The initial blow-up was over the vindictive phony shutting down of toll booths and portions of the insanely busy George Washington bridge. It ended up causing days of needless chaos for what turned out to be an odd game of supposed retaliation by Christie's staff against Fort Lee's Democratic mayor, Mark Sokolich, for not endorsing their guy in the last election. Their guy, Chris Christie! That guy!
But after all that, their guy Christie, true to form, felt nobody else's emotion but his own. It's true he mentioned the bridge fiasco a few times, but the main thrust of the news conference was about Christie's own strong feeling of betrayal. Yes, the buck stops there, and yes, that mess on the bridge was awful, but how can he get across to the reporters in the room just how affected he was by his staff's actions against him? It was as if the chaos caused by the phony toll booth and lane closings was nothing more than collateral damage: The real story was Et tu, Brute?

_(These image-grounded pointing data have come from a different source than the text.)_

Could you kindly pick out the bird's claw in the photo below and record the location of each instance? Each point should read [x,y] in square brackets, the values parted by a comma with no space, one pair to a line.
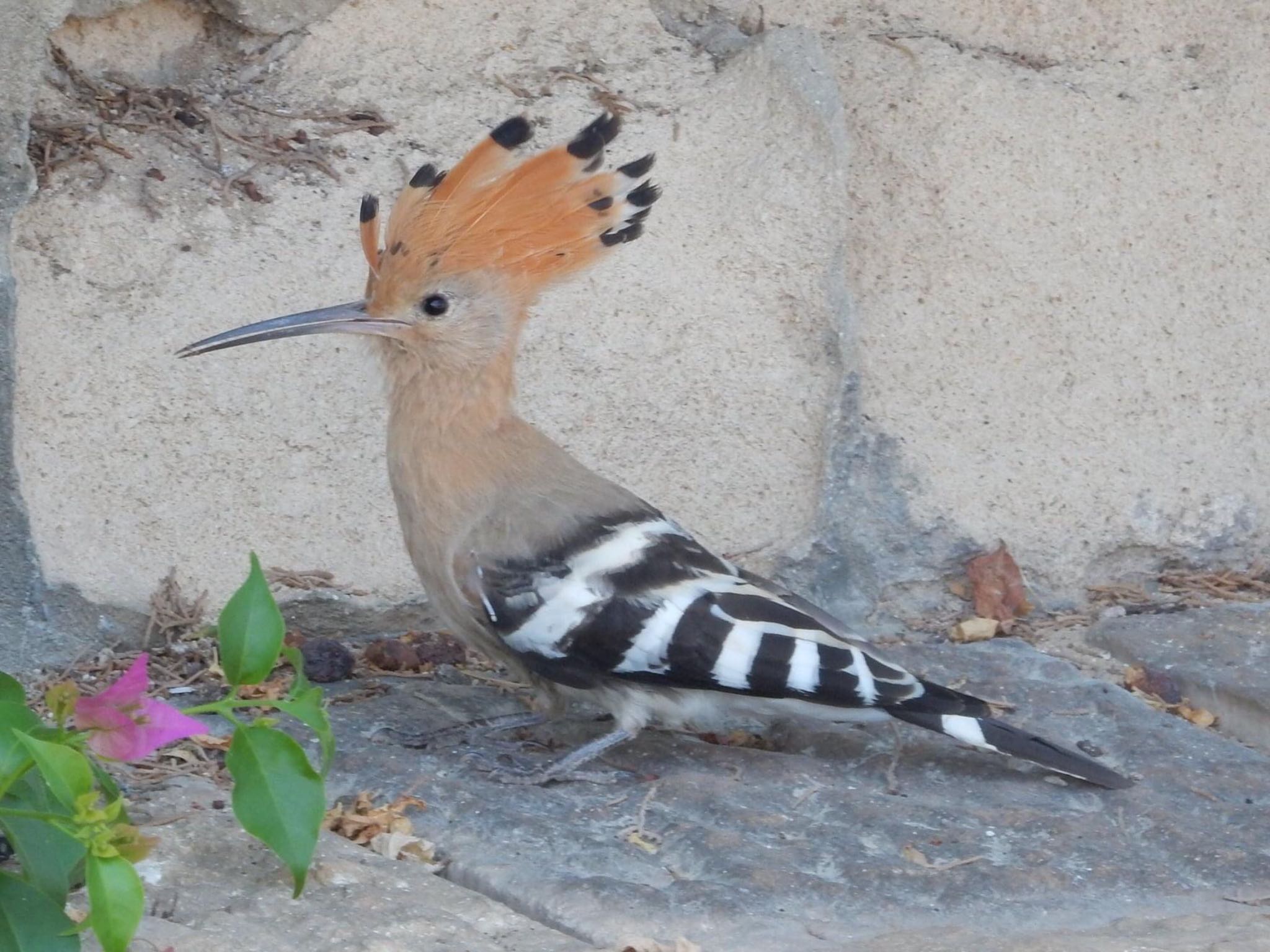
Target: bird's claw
[520,772]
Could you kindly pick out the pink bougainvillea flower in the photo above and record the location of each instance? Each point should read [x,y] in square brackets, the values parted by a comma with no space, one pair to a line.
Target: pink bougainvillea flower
[127,726]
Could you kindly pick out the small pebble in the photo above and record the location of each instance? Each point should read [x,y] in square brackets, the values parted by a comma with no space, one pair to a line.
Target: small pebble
[440,649]
[327,660]
[391,655]
[1090,748]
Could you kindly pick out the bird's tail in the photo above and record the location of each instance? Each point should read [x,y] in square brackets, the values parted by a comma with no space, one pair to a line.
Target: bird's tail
[968,720]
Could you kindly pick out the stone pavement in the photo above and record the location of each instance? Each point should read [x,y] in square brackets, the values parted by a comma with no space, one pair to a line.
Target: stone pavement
[832,840]
[1220,658]
[211,888]
[807,847]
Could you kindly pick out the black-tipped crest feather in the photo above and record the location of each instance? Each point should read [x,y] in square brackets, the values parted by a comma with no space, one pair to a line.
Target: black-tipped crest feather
[512,133]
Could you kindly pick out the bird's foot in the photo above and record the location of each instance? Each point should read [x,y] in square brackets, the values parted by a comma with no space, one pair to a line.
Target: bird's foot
[563,770]
[469,733]
[526,774]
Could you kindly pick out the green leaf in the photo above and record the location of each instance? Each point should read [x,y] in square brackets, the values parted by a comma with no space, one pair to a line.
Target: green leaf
[278,798]
[65,769]
[12,691]
[13,754]
[50,857]
[31,922]
[116,901]
[251,630]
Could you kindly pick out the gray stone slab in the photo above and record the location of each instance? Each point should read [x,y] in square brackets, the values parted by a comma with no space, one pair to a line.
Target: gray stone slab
[211,888]
[763,850]
[1220,658]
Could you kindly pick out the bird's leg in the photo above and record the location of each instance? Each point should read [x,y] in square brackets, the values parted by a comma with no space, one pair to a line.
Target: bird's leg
[564,769]
[468,733]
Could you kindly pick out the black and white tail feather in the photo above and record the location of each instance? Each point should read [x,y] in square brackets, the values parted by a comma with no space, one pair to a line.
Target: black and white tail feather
[631,607]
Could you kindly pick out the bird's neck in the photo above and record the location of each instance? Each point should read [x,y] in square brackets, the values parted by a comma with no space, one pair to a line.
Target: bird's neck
[454,438]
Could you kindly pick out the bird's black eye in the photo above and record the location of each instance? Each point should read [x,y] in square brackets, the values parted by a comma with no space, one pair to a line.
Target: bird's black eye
[435,305]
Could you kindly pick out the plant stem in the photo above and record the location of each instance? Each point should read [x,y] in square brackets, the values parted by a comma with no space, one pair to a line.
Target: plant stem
[221,707]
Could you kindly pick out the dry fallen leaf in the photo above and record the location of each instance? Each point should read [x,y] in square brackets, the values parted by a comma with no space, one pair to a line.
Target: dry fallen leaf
[974,630]
[1152,683]
[404,845]
[362,822]
[1162,692]
[918,858]
[998,587]
[1199,716]
[648,842]
[738,739]
[272,690]
[210,742]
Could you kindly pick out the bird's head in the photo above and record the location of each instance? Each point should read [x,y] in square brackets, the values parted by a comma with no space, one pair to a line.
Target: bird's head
[465,253]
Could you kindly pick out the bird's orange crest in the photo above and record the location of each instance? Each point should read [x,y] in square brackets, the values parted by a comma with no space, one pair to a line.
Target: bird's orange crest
[533,221]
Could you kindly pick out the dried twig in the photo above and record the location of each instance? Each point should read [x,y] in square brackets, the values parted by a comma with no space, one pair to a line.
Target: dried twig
[172,614]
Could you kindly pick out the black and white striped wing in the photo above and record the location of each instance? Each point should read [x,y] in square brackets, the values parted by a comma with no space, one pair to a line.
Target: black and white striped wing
[636,598]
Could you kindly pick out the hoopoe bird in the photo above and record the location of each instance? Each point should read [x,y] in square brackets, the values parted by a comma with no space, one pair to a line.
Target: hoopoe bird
[577,584]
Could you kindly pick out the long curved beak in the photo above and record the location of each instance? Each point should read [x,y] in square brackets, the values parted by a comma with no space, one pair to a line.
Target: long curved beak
[340,319]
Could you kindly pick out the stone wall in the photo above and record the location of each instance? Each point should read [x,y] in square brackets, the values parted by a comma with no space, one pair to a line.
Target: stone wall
[922,278]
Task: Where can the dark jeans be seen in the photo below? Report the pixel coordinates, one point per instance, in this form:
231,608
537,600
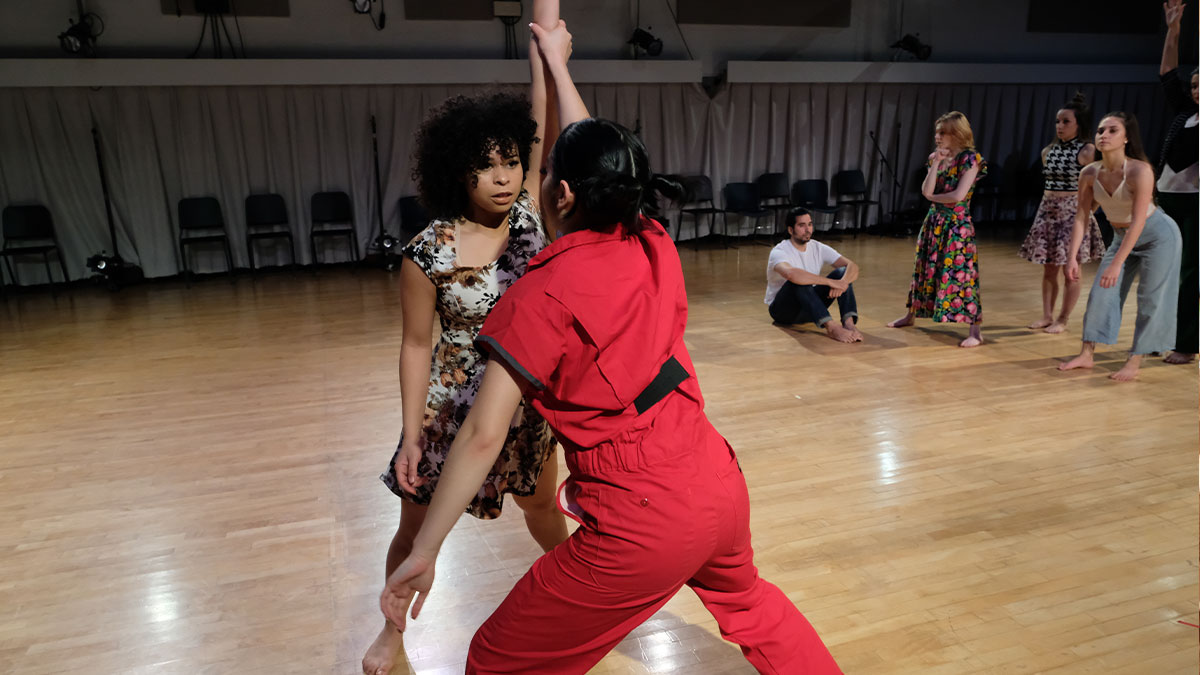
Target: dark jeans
803,304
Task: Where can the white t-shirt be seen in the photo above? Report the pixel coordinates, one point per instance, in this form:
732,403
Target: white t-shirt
814,257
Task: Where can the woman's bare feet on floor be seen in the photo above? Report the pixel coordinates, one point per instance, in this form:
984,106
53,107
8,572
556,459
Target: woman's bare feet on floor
1041,323
383,653
1059,326
1083,360
1129,370
840,334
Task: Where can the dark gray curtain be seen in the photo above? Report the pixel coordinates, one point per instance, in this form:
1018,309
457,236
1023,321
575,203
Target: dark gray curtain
162,144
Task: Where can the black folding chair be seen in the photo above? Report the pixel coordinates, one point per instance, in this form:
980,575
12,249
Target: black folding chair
850,186
697,203
331,219
742,199
267,219
202,222
29,231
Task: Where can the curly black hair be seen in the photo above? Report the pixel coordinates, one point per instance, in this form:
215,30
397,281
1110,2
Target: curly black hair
457,137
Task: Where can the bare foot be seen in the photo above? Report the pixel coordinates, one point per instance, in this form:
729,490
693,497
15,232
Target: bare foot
382,653
1041,323
1081,360
839,333
1129,370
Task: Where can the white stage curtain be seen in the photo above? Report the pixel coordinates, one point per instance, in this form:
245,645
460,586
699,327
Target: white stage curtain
162,144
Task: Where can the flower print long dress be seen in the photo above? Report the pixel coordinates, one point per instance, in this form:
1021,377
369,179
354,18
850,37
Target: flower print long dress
946,276
465,297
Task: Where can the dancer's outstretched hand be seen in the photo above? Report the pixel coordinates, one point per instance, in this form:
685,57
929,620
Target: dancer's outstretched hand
1110,275
414,575
407,460
1173,11
1073,269
555,45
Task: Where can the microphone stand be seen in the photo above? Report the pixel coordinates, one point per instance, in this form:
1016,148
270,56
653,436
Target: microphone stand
114,268
384,243
895,180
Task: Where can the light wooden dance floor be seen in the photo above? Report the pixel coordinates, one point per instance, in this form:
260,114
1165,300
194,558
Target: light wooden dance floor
189,483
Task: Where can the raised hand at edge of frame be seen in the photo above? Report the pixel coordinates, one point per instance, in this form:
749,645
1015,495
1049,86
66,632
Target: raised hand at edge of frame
1173,11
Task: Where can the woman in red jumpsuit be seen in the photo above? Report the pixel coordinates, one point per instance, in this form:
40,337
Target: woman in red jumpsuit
592,336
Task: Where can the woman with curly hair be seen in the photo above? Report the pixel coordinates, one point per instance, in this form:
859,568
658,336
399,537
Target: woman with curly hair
1050,236
478,168
593,338
946,276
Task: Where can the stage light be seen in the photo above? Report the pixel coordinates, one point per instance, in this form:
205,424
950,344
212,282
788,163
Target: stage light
81,35
647,42
912,45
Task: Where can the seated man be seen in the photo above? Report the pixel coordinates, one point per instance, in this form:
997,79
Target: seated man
796,291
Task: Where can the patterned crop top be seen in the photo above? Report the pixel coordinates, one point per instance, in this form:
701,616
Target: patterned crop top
1061,167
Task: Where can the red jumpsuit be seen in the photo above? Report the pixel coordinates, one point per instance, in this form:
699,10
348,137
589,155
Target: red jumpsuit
659,495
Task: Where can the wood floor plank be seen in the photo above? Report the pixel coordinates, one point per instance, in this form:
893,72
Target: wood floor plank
189,482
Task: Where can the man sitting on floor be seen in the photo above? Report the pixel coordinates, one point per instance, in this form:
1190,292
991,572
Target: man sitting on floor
796,291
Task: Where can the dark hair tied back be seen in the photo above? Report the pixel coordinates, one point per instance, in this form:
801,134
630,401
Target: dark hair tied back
1078,105
610,173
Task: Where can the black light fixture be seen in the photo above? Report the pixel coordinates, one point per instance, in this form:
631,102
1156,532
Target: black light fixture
112,268
646,41
81,35
912,45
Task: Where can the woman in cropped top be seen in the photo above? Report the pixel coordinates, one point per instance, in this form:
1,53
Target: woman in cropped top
1145,244
1179,183
1050,234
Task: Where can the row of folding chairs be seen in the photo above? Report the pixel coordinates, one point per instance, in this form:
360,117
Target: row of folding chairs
29,228
771,195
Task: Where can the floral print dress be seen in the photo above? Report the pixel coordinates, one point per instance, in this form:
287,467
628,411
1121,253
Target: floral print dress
465,297
946,276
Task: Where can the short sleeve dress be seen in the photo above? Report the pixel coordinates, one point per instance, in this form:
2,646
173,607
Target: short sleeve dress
465,297
946,275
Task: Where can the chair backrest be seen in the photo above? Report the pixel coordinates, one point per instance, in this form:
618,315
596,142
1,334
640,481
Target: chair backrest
331,207
741,197
265,209
696,189
413,216
810,192
201,213
27,221
772,185
851,181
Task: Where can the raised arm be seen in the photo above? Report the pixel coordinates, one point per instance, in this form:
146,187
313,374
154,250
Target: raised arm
1173,11
545,13
1143,183
472,454
556,49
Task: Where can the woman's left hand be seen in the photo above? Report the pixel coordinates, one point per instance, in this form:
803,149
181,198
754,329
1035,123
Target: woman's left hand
1110,275
414,575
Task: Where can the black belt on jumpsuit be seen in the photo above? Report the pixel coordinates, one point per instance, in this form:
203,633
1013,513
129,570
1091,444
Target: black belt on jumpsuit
670,376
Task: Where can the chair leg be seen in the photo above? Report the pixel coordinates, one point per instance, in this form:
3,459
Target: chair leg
66,280
228,257
49,278
187,269
250,254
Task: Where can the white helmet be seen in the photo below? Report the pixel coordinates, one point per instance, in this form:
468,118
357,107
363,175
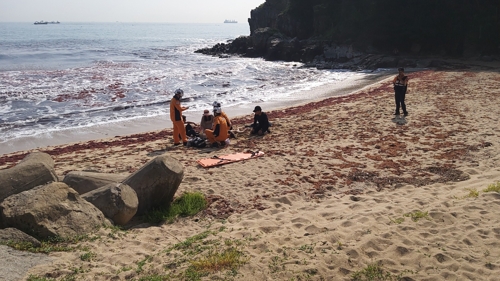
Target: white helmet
179,92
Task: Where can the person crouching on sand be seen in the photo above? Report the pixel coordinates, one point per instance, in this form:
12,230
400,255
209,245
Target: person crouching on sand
260,122
176,116
220,132
207,120
223,114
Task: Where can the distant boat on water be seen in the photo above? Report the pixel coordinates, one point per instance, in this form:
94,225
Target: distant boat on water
46,22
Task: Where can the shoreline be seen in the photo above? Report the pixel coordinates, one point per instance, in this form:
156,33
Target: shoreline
334,193
152,124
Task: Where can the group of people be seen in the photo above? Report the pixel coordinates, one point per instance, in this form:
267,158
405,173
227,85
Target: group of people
215,128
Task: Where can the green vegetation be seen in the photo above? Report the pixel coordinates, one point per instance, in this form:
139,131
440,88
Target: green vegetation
188,204
216,261
155,278
417,215
372,272
38,278
473,193
54,244
88,256
494,187
206,256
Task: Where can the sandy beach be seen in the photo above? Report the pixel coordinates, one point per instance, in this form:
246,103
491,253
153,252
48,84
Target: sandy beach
343,186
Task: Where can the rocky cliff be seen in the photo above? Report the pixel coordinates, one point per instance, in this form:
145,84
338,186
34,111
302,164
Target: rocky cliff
369,33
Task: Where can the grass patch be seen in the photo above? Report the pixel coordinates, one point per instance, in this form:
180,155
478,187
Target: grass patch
189,204
372,272
155,278
88,256
215,260
397,220
494,187
473,193
417,215
38,278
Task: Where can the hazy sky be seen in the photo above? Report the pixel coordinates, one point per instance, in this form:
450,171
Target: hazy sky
187,11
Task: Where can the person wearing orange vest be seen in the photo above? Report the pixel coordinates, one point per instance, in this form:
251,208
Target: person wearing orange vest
176,116
220,129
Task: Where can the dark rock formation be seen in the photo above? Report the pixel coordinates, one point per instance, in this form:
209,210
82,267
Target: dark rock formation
399,33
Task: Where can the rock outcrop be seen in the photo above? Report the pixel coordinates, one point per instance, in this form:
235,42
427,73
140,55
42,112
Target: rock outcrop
156,182
348,34
35,169
84,182
51,210
117,201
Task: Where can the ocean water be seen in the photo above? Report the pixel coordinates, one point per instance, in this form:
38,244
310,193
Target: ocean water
71,76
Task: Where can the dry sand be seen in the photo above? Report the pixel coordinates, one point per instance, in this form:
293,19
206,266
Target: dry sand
332,195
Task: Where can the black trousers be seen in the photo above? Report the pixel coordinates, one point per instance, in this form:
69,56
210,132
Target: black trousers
400,98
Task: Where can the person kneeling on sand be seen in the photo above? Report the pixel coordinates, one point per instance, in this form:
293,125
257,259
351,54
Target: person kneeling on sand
223,114
207,120
260,122
190,131
220,132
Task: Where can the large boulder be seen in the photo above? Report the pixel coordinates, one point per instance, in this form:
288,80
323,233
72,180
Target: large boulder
51,210
156,182
17,236
84,182
35,169
117,201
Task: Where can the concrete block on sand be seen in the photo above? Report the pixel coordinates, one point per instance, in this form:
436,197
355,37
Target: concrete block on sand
156,182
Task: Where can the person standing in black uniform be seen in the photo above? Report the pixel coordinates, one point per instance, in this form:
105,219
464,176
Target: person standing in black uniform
400,83
260,122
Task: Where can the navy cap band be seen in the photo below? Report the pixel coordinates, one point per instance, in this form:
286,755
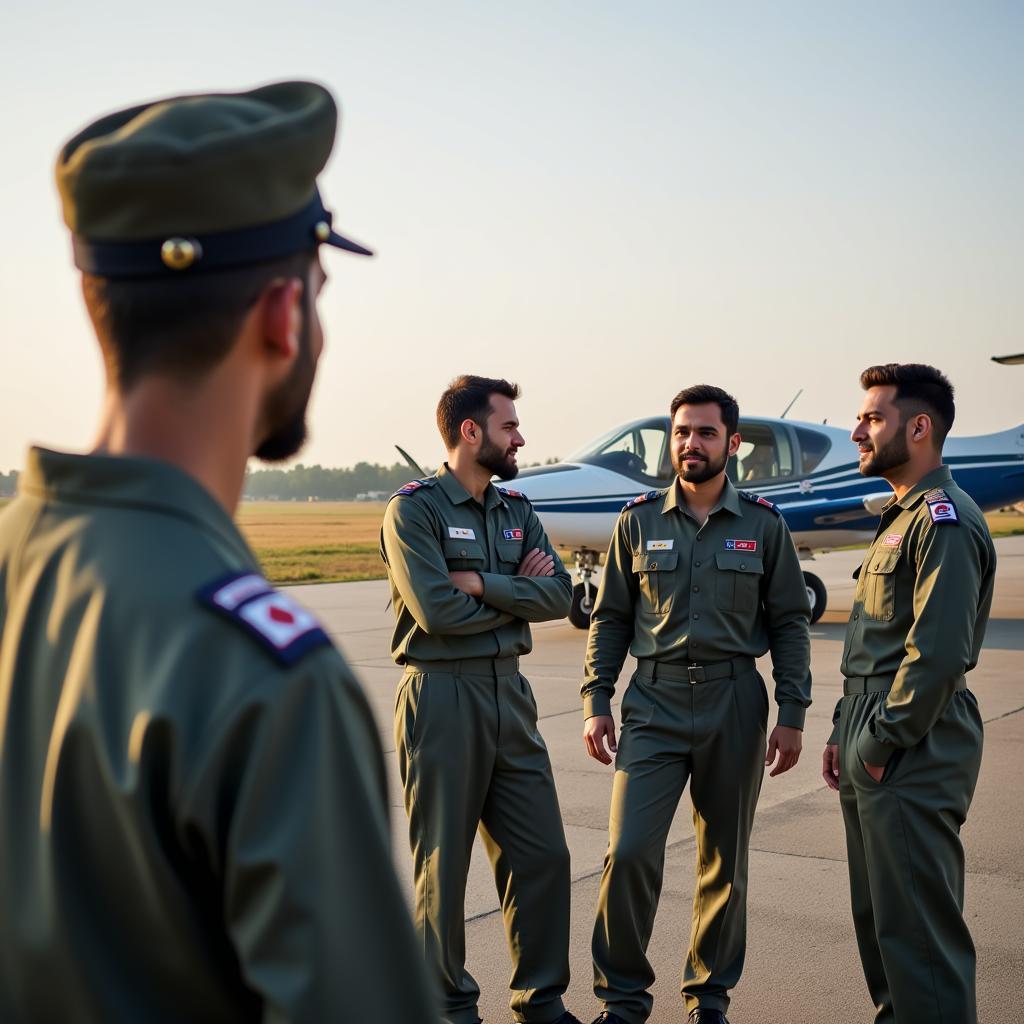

(By the way, Rachel Maddow made a pretty convincing argument last night that the traffic jam vendetta wasn't really over the mayor but was, rather, against New Jersey Democrats who wouldn't give the Gov what he wanted when it came to Supreme Court justices. It's all about the timing.)
Egos are a dime a dozen in politics. Every politician has one, and usually it's a doozy. It has to be, in order to go through that whole election process. When you go into it knowing hundreds if not thousands if not millions of people are going to hate you and make fun of you and try to bring you down in the process, something besides the thought of doing good deeds is driving you.
If, once elected, politicians could check their egos at the door, let's face it--they wouldn't be nearly as entertaining. The quiet drudges get no press, and that's a fact. Gov. Christie has built a pretty good career on being a callous blowhard while showing signs every now and then of an underlying humanity, often enough to be forgiven for his theretofore signature rudeness. (See Hurricane Sandy) But it's Christie's ego that gets him every time. In the end, it's always all about him.
A healthy ego can be a marvelous thing (See Nelson Mandela, Gandhi, FDR, Martin Luther King, Jesus), but in the wrong heads it's the malignancy that will be the death of those folks yet. Witness John Edwards, Anthony Weiner, Thaddeus McCotter, Herman Cain. . .
Chris Christie went to Fort Lee yesterday to meet with the mayor there and apologize personally, even though the mayor all but begged him not to come. He went anyway, because that's who he is. He gives orders, he doesn't take them.
But he didn't give the order to mess with the toll booths and set up the cones of artifice on the George Washington Bridge. Because what do you think he is--stupid?